In Andrew Hicks Engineering Ltd v Jenk Associated Ltd and another [2023] EWHC 2031 (Ch) the court has considered the claimant’s claim for the costs of injunctive proceedings in a dispute between the occupiers and owners of an industrial estate.
The case concerned Western Barn Industrial Estate in Winkleigh, Devon, a small industrial estate of four units divided by an access road. The claimant held a 20-year lease of unit 4, the freehold being owned by Mr and Mrs Hicks, its directors and shareholders. The remainder of the freehold of the estate was acquired by the first defendant in 2020. There were discussions as to terms on which the Hicks and the claimant might relocate and the whole estate be developed but no agreement was reached. The defendant sought to develop the remainder of the site.
In June 2021, Hicks and the claimant brought proceedings against the defendants for breach of and wrongful interference with rights of access, parking rights and rights to use electricity cables and sewers. The claims were defended and the claimants accused of ransoming the proposed development of the site. Those proceedings were settled by the defendants’ acceptance of the claimants’ Part 36 offer to pay £500,000 in return for the transfer of the freehold of unit 4. The claimants were entitled to their costs of the proceedings. The freehold was transferred in August 2022.

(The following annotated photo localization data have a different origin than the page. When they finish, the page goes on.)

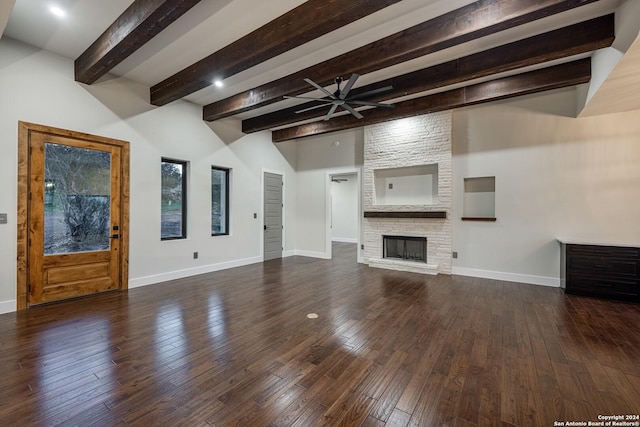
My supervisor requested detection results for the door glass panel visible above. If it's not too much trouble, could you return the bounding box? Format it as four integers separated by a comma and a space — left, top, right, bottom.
44, 143, 111, 255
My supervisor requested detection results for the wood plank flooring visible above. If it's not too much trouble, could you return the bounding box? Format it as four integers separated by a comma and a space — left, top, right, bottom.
1, 243, 640, 426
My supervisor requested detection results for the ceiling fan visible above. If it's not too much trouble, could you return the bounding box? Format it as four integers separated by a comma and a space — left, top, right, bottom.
284, 73, 393, 121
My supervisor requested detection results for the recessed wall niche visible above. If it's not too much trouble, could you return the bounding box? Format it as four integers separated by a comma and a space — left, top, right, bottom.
374, 164, 439, 206
463, 176, 496, 220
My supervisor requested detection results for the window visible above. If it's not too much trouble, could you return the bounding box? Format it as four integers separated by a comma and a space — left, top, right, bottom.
161, 158, 187, 239
211, 167, 230, 235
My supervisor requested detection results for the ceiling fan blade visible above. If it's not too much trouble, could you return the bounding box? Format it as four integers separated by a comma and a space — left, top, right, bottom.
283, 95, 333, 102
324, 104, 339, 121
350, 85, 394, 100
348, 100, 394, 108
294, 103, 334, 114
342, 104, 364, 119
339, 73, 359, 100
304, 78, 336, 99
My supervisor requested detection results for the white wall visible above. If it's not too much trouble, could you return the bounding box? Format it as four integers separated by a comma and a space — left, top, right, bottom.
331, 174, 358, 242
0, 1, 14, 36
0, 37, 297, 312
295, 129, 364, 257
3, 38, 640, 312
452, 87, 640, 286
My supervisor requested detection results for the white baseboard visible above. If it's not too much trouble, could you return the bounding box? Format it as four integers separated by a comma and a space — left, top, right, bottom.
452, 267, 560, 287
295, 250, 331, 260
129, 256, 262, 289
0, 300, 16, 314
331, 237, 358, 244
0, 264, 559, 315
131, 250, 333, 290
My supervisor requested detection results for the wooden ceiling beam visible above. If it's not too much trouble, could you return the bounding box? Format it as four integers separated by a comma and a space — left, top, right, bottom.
243, 14, 613, 133
204, 0, 599, 121
271, 59, 591, 142
75, 0, 202, 85
150, 0, 403, 106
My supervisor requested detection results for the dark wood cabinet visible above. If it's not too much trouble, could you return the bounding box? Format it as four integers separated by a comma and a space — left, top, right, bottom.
560, 242, 640, 302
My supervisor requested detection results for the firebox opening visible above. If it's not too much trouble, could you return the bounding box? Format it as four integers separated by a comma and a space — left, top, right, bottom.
383, 235, 427, 263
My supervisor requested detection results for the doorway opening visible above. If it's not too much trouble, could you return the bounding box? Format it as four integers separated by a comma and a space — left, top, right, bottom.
326, 169, 361, 262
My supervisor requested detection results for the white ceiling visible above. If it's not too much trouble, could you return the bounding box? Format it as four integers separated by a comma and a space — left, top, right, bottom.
2, 0, 638, 121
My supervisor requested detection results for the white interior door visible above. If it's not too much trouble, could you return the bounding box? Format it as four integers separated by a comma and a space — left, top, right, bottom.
263, 172, 283, 261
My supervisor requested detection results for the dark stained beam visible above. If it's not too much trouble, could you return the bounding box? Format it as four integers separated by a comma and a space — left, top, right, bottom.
204, 0, 599, 121
150, 0, 403, 106
271, 59, 591, 142
243, 14, 613, 133
75, 0, 202, 85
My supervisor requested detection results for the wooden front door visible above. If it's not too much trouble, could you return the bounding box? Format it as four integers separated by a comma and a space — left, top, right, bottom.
18, 122, 129, 307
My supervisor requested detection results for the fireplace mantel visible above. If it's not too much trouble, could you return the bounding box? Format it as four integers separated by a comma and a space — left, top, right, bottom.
364, 211, 447, 219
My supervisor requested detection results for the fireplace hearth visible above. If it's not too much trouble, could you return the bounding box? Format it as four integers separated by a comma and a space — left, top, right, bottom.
383, 236, 427, 263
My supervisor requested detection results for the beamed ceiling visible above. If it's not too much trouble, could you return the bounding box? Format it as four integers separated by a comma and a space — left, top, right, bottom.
2, 0, 635, 142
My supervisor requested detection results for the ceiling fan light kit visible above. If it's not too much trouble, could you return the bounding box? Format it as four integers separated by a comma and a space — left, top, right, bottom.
284, 73, 393, 121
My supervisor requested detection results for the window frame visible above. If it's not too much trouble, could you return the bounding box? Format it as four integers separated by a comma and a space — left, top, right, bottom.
161, 158, 188, 240
211, 166, 230, 236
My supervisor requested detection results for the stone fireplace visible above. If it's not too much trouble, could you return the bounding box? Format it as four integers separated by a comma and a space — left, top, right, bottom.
363, 112, 452, 275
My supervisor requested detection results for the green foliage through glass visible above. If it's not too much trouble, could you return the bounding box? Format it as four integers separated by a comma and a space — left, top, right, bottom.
161, 159, 187, 239
211, 167, 229, 236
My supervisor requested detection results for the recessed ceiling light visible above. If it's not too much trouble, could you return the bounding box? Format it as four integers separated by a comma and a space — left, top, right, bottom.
214, 80, 224, 88
49, 6, 66, 18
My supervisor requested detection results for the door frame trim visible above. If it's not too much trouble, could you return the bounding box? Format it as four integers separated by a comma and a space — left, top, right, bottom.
260, 168, 285, 261
325, 168, 362, 262
16, 121, 130, 310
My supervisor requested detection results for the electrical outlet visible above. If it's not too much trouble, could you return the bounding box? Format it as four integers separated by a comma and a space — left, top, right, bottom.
193, 252, 198, 259
452, 251, 458, 259
253, 213, 257, 219
0, 213, 6, 224
361, 244, 364, 250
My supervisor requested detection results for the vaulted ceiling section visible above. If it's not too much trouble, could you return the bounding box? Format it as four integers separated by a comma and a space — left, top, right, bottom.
73, 0, 618, 142
75, 0, 204, 85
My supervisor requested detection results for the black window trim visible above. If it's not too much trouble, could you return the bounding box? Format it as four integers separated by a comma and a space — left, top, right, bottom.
161, 157, 188, 241
211, 166, 230, 237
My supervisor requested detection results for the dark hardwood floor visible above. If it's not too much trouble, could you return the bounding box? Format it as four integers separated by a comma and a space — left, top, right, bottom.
1, 242, 640, 426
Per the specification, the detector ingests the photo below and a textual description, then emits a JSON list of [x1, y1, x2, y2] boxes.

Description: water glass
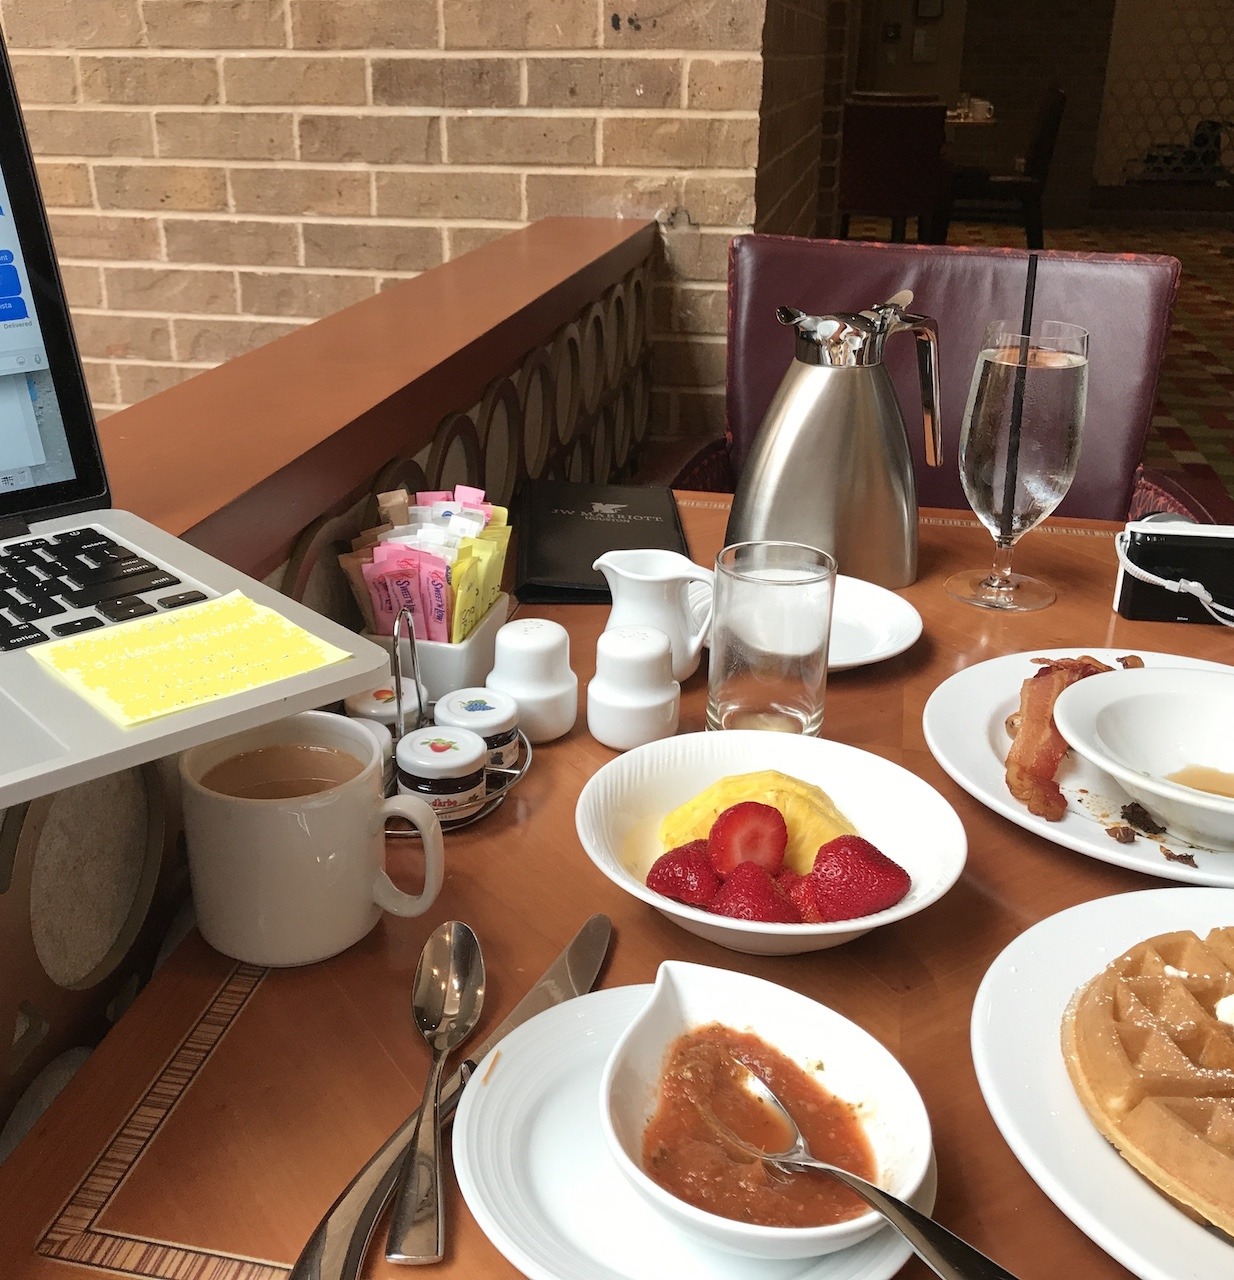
[[706, 541, 835, 735]]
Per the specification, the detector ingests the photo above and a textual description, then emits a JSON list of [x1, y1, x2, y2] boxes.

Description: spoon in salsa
[[700, 1061, 1023, 1280]]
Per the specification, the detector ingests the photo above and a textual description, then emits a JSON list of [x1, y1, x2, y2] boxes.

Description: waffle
[[1061, 928, 1234, 1235]]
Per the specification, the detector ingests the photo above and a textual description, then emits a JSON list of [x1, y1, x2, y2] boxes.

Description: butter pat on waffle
[[1061, 928, 1234, 1235]]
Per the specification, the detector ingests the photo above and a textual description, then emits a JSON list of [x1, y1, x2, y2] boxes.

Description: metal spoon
[[384, 921, 485, 1264], [700, 1061, 1022, 1280]]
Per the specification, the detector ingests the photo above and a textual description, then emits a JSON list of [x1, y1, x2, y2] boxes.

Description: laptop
[[0, 32, 387, 808]]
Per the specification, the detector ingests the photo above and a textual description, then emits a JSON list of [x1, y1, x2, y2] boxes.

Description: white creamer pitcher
[[593, 549, 713, 681]]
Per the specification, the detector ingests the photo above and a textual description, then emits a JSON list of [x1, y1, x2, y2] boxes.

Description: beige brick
[[446, 225, 518, 259], [687, 58, 762, 110], [224, 57, 367, 106], [105, 266, 238, 314], [36, 162, 92, 208], [238, 270, 376, 317], [682, 174, 756, 226], [375, 171, 521, 220], [73, 312, 174, 362], [673, 388, 726, 435], [526, 57, 682, 109], [50, 212, 160, 260], [525, 172, 678, 220], [603, 2, 763, 52], [156, 112, 296, 161], [24, 109, 155, 157], [659, 226, 730, 282], [82, 359, 119, 406], [291, 1, 436, 50], [372, 58, 519, 109], [164, 217, 299, 266], [652, 282, 726, 334], [603, 117, 757, 168], [302, 223, 443, 272], [94, 163, 228, 212], [173, 316, 304, 363], [299, 114, 440, 164], [81, 57, 219, 106], [117, 363, 202, 402], [61, 264, 105, 310], [9, 55, 78, 104], [652, 335, 726, 387], [441, 0, 597, 50], [448, 117, 594, 166], [230, 167, 370, 217], [143, 0, 287, 48], [1, 1, 143, 48]]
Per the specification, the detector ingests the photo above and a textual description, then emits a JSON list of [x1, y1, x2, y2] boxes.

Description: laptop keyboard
[[0, 526, 210, 651]]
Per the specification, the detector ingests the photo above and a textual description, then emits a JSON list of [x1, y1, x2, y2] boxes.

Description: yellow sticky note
[[32, 590, 350, 726]]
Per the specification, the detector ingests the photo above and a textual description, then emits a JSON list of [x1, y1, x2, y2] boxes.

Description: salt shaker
[[485, 618, 577, 744], [587, 625, 680, 751]]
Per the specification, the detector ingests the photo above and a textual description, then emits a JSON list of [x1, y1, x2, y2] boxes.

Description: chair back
[[726, 235, 1181, 520], [837, 100, 949, 218], [1024, 88, 1067, 186]]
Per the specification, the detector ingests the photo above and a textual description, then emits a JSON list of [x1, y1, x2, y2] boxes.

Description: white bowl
[[1053, 666, 1234, 848], [599, 961, 932, 1260], [574, 730, 966, 955]]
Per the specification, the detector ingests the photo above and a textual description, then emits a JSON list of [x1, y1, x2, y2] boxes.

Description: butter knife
[[288, 913, 613, 1280]]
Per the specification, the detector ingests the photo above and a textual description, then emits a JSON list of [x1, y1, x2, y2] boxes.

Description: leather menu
[[514, 480, 688, 603]]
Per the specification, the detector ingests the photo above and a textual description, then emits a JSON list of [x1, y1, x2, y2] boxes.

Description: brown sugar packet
[[377, 488, 411, 527], [338, 547, 378, 633]]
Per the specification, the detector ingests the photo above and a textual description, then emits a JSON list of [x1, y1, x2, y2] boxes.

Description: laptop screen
[[0, 33, 109, 528]]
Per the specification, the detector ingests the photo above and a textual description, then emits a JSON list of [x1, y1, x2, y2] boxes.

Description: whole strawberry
[[708, 801, 788, 877], [709, 860, 802, 924], [810, 835, 910, 922], [776, 868, 825, 924], [646, 841, 721, 907]]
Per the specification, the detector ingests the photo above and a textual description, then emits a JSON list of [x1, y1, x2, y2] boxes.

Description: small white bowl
[[574, 730, 966, 955], [1053, 666, 1234, 848], [599, 961, 932, 1260]]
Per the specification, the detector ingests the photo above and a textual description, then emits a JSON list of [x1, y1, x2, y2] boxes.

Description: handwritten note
[[32, 590, 350, 726]]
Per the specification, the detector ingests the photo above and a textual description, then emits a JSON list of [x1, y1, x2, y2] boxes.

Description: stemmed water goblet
[[945, 319, 1088, 611]]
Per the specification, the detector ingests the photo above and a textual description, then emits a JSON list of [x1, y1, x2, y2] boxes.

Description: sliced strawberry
[[707, 801, 788, 877], [709, 861, 801, 924], [809, 835, 911, 922], [645, 841, 721, 907], [776, 868, 825, 924]]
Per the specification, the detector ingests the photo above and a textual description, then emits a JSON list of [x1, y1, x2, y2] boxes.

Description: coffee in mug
[[180, 711, 444, 966]]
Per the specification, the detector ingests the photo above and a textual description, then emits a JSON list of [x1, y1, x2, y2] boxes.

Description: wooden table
[[1, 495, 1230, 1280]]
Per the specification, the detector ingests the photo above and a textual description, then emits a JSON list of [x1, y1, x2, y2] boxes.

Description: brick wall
[[2, 0, 838, 450]]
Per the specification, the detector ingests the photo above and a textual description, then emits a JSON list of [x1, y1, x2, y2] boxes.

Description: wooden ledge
[[100, 217, 658, 577]]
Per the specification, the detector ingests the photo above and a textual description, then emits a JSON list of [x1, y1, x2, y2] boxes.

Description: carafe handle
[[905, 314, 943, 468]]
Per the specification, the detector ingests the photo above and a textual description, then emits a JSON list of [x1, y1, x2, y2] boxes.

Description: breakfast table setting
[[1, 487, 1231, 1280]]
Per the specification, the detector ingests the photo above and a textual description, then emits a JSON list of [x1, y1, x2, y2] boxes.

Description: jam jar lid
[[344, 676, 425, 726], [396, 726, 488, 780], [433, 687, 518, 738]]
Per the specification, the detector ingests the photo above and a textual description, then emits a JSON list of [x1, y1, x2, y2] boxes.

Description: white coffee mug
[[180, 711, 444, 966]]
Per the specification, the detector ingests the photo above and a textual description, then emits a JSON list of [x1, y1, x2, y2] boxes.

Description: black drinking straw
[[998, 253, 1039, 541]]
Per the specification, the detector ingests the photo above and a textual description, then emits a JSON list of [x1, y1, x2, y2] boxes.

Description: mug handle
[[371, 794, 445, 917], [683, 566, 714, 662]]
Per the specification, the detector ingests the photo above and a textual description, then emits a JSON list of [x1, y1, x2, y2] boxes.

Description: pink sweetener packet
[[418, 552, 451, 642], [383, 568, 425, 638], [454, 484, 486, 505], [416, 490, 453, 506], [361, 560, 397, 635]]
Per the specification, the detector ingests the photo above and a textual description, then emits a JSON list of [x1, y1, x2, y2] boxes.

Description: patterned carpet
[[945, 219, 1234, 521]]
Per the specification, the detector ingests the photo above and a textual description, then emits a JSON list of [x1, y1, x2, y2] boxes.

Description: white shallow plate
[[971, 887, 1234, 1280], [922, 648, 1234, 886], [688, 576, 922, 671], [454, 986, 938, 1280]]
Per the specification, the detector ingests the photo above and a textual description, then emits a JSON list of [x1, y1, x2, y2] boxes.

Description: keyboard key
[[62, 569, 180, 609], [50, 616, 106, 637], [0, 622, 47, 649], [157, 590, 208, 610], [58, 556, 157, 588], [97, 596, 158, 622], [8, 596, 65, 622]]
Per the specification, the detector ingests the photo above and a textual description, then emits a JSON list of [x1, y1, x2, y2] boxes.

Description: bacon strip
[[1005, 656, 1114, 821]]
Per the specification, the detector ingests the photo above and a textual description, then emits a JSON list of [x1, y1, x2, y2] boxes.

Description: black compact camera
[[1114, 519, 1234, 623]]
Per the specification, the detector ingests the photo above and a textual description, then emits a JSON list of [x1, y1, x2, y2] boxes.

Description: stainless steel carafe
[[725, 291, 942, 589]]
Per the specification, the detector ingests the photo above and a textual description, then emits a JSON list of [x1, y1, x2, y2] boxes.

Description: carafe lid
[[778, 290, 921, 366]]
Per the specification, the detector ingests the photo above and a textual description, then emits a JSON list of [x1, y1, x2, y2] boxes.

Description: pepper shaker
[[485, 618, 577, 744], [587, 625, 680, 751]]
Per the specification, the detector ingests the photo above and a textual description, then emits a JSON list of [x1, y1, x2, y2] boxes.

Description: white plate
[[454, 986, 938, 1280], [971, 886, 1234, 1280], [922, 648, 1234, 886], [688, 576, 922, 671]]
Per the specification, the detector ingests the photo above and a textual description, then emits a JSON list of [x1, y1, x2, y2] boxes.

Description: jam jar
[[395, 726, 488, 814], [432, 687, 520, 768]]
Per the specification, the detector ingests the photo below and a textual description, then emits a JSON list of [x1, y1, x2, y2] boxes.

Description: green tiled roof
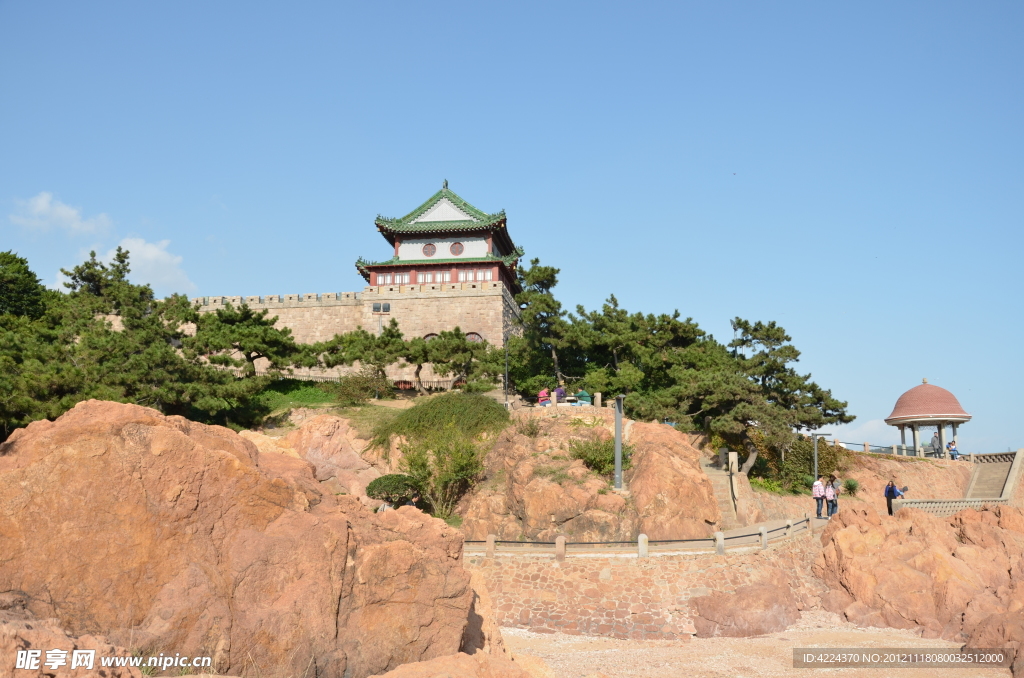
[[380, 187, 493, 226]]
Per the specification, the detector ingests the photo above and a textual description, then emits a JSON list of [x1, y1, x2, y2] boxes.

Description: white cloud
[[10, 192, 113, 234], [109, 238, 197, 296]]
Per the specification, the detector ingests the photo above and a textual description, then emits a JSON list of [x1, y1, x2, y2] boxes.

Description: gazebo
[[884, 379, 972, 457]]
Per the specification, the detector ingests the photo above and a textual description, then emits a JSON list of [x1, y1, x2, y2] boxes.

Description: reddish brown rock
[[461, 571, 509, 658], [689, 577, 800, 637], [0, 401, 473, 678], [459, 411, 719, 542], [369, 653, 531, 678], [813, 504, 1024, 645], [966, 611, 1024, 678]]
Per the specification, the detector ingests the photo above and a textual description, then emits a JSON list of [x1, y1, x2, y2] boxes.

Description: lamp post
[[614, 394, 625, 490], [811, 432, 833, 482]]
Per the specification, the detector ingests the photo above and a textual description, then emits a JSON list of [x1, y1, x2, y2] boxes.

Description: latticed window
[[422, 243, 436, 257], [395, 272, 410, 284], [457, 270, 471, 282], [450, 242, 464, 256], [477, 269, 492, 281], [438, 271, 451, 282], [466, 332, 483, 342], [417, 272, 433, 283], [377, 273, 392, 285]]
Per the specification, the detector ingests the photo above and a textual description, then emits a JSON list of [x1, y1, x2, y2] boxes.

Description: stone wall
[[464, 536, 823, 641], [191, 283, 520, 381]]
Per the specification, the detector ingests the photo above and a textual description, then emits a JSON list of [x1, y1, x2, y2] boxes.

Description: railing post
[[864, 442, 870, 454], [891, 445, 897, 456], [486, 534, 496, 558], [555, 535, 566, 562], [785, 519, 793, 537], [759, 526, 768, 549], [637, 533, 649, 558], [714, 531, 725, 555]]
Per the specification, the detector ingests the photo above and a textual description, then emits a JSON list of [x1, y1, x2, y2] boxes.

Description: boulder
[[813, 504, 1024, 645], [369, 653, 531, 678], [461, 571, 509, 658], [689, 578, 800, 637], [459, 411, 720, 542], [0, 400, 473, 678]]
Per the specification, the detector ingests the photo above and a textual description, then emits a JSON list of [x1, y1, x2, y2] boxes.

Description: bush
[[843, 478, 860, 497], [400, 429, 483, 519], [318, 367, 392, 406], [516, 417, 541, 438], [370, 392, 509, 449], [749, 476, 783, 493], [253, 379, 336, 412], [568, 438, 633, 477], [366, 474, 419, 504]]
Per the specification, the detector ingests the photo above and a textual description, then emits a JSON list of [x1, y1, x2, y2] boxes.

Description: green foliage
[[0, 251, 46, 319], [184, 302, 310, 377], [568, 437, 633, 477], [253, 379, 336, 412], [370, 392, 509, 450], [515, 417, 541, 437], [317, 366, 392, 406], [318, 319, 407, 380], [749, 476, 783, 493], [399, 428, 482, 519], [0, 249, 271, 441], [757, 435, 851, 491], [366, 474, 419, 503], [843, 478, 860, 496]]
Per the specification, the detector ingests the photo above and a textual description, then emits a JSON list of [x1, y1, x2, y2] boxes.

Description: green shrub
[[843, 478, 860, 497], [516, 417, 542, 438], [400, 428, 483, 519], [318, 367, 392, 406], [568, 438, 633, 477], [370, 392, 509, 449], [749, 476, 783, 493], [253, 378, 335, 412], [366, 474, 419, 504]]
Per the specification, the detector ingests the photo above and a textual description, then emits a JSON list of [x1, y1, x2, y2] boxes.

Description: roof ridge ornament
[[923, 378, 928, 384], [443, 179, 448, 190]]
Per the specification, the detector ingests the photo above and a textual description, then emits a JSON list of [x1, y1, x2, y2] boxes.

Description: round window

Subsequently each party complained of the other’s conduct. The claimant issued a second claim in September 2022 for substantial interference with its rights and easements over the industrial estate as lessee and sought an interim injunction. That application went to a hearing in October 2022 when undertakings were given to protect the claimant’s rights of way over the access road, rights of parking, turning and storage as well as the passage of electricity. Subsequently the lease of unit 4 was surrendered.
The parties agreed the claimant would discontinue the proceedings without liability for costs but the claimant sought its costs of the injunction. The court concluded that the claims in the second proceedings were all raised in the first proceedings and denied by the defendants. They were settled by the compromise between the parties. The second proceedings were an attempt to relitigate matters which had been litigated and settled and were an abuse of process. The claimant was ordered to pay the defendants’ costs of the application.